The Potager Garden: History and How-To of the Kitchen Garden

The Potager Garden

The potager garden has its roots in 16th century France. The potager could be found all over the country. Wealthy chateau owners as well as common farmers grew potager gardens. The wealthier of the two would have had sprawling elaborate gardens with gardeners to tend them. The farmer would have had a small potager, much less elaborate, with only his family and himself to tend it. For the farmer, it was most certainly a necessity, a matter of having food.

There should be but one rule in creating the potager garden and that is; allow the imagination to rule.

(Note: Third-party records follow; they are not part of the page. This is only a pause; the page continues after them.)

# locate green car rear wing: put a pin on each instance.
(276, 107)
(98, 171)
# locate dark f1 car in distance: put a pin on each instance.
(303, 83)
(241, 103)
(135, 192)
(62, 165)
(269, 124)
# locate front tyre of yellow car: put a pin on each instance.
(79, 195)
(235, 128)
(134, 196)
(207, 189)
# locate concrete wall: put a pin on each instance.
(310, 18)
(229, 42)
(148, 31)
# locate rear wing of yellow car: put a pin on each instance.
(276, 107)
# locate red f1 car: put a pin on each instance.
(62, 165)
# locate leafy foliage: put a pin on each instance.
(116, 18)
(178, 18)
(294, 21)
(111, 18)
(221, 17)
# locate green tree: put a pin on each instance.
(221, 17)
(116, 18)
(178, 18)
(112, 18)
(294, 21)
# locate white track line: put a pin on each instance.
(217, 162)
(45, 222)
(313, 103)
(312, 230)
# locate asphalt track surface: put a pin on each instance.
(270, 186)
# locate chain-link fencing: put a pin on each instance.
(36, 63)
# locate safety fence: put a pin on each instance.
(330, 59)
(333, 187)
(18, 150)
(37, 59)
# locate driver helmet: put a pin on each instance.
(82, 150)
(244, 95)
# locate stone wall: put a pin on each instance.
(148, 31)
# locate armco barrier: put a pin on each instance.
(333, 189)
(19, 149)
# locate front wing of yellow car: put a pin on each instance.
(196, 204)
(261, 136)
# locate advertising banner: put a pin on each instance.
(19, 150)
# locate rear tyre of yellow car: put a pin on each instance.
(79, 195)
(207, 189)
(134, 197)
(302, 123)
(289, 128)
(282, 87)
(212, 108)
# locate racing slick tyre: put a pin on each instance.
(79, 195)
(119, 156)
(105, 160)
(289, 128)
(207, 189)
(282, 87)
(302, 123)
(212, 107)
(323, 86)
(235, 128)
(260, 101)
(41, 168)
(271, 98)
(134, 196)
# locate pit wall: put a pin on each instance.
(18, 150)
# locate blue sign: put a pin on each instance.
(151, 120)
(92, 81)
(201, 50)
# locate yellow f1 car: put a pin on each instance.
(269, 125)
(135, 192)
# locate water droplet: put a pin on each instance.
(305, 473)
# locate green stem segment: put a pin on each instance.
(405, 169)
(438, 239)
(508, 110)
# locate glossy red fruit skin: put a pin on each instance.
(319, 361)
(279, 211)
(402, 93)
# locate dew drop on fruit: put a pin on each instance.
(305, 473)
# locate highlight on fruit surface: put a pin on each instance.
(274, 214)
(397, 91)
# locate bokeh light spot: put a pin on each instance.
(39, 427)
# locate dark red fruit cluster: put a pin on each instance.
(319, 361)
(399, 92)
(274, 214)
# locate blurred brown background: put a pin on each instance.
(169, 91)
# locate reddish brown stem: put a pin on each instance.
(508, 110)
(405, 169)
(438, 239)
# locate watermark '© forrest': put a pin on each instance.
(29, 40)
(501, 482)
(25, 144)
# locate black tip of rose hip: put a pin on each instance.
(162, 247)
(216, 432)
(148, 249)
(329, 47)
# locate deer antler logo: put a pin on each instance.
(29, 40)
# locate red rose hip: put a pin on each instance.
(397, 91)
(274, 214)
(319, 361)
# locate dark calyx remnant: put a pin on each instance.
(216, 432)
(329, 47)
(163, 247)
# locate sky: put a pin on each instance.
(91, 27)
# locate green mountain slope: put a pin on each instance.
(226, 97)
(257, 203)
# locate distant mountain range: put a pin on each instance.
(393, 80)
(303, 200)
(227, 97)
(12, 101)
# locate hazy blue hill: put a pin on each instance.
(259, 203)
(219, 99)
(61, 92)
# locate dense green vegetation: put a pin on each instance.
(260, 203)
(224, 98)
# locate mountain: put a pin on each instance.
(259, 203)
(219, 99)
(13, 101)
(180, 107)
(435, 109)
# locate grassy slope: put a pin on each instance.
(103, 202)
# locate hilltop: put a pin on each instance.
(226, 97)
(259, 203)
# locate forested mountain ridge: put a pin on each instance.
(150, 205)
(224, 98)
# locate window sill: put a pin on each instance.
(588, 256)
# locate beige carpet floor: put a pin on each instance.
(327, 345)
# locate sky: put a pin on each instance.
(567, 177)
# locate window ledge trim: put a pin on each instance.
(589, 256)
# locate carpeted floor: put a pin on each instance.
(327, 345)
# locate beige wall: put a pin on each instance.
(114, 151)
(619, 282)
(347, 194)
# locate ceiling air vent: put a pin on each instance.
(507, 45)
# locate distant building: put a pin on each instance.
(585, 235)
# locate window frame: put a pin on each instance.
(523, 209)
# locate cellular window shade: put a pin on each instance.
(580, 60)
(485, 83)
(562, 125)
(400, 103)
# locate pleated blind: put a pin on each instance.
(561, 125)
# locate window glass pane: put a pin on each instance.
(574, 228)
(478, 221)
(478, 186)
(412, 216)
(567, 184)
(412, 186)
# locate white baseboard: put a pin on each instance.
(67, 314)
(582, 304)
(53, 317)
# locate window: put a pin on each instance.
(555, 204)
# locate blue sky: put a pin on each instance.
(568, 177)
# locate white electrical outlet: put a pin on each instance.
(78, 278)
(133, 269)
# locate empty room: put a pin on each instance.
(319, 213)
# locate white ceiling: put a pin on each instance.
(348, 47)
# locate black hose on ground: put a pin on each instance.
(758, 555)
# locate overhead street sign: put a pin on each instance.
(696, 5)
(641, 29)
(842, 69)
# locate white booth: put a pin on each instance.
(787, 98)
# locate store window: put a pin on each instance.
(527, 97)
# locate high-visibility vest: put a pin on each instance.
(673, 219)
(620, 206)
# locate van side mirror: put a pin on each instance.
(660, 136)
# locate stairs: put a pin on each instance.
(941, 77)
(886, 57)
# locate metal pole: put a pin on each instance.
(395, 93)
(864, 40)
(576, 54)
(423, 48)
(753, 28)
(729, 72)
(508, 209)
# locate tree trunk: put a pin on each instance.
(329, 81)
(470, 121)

The Potager Garden: History and How-To of the Kitchen Garden
The Potager Garden: History and How-To of the Kitchen Garden

What is Needed

  • Stones, bricks or timbers to build raised beds and/or line planting b
  • Good composted material for planting
  • Stepping stones for paths
  • Trellises, obelisks and arbors (or the materials to make your own)
  • Fountain or birdbath
  • Seeds and plants

Steps to Creating the Potager

  • Choose area to be planted (this should be close to the kitchen)
  • Make certain to have an easily accessible source of water
  • Till area remove roots and loose stones as with any other garden spot
  • *Measure and layout/build beds
  • Add composted soil to beds
  • Plant, water, weed, trim and wait for the harvest
*Keep in mind the size plants will be when mature.

The choice of plants is limited only to the space carved out for the potager. Being a kitchen garden, vegetables are at the top of the list. One may also include herbs, edible flowers, roses, vines for shading other plants, dwarf fruit trees and berries. A trimmed hedge (not necessarily formal, simply kept from infringing on the potager) surrounding the potager creates a private garden accessible only through gated arbors or from the kitchen door.

Vegetables planted should be those used in everyday cooking in the home. Planting several varieties of a family favorite will allow for a longer harvest of that vegetable.

Companion planting will help plants ward off pests and allow for pollination of heirloom plant seed saving. This is especially important when growing plants in a small space.

Edges of the potager beds can be squared or rounded. Rounded corners give a less formal appearance which is more relaxing to visitors. The center should have a large obelisk planted with climbing cucumbers, beans or ornamental vines. Something edible is preferable. A fountain or birdbath under-planted with herbs will also fill the space in the center nicely.

A potager garden is should be ornamental as well as utilitarian. Using the imagination and a little work, anyone can create a potager garden outside their kitchen door.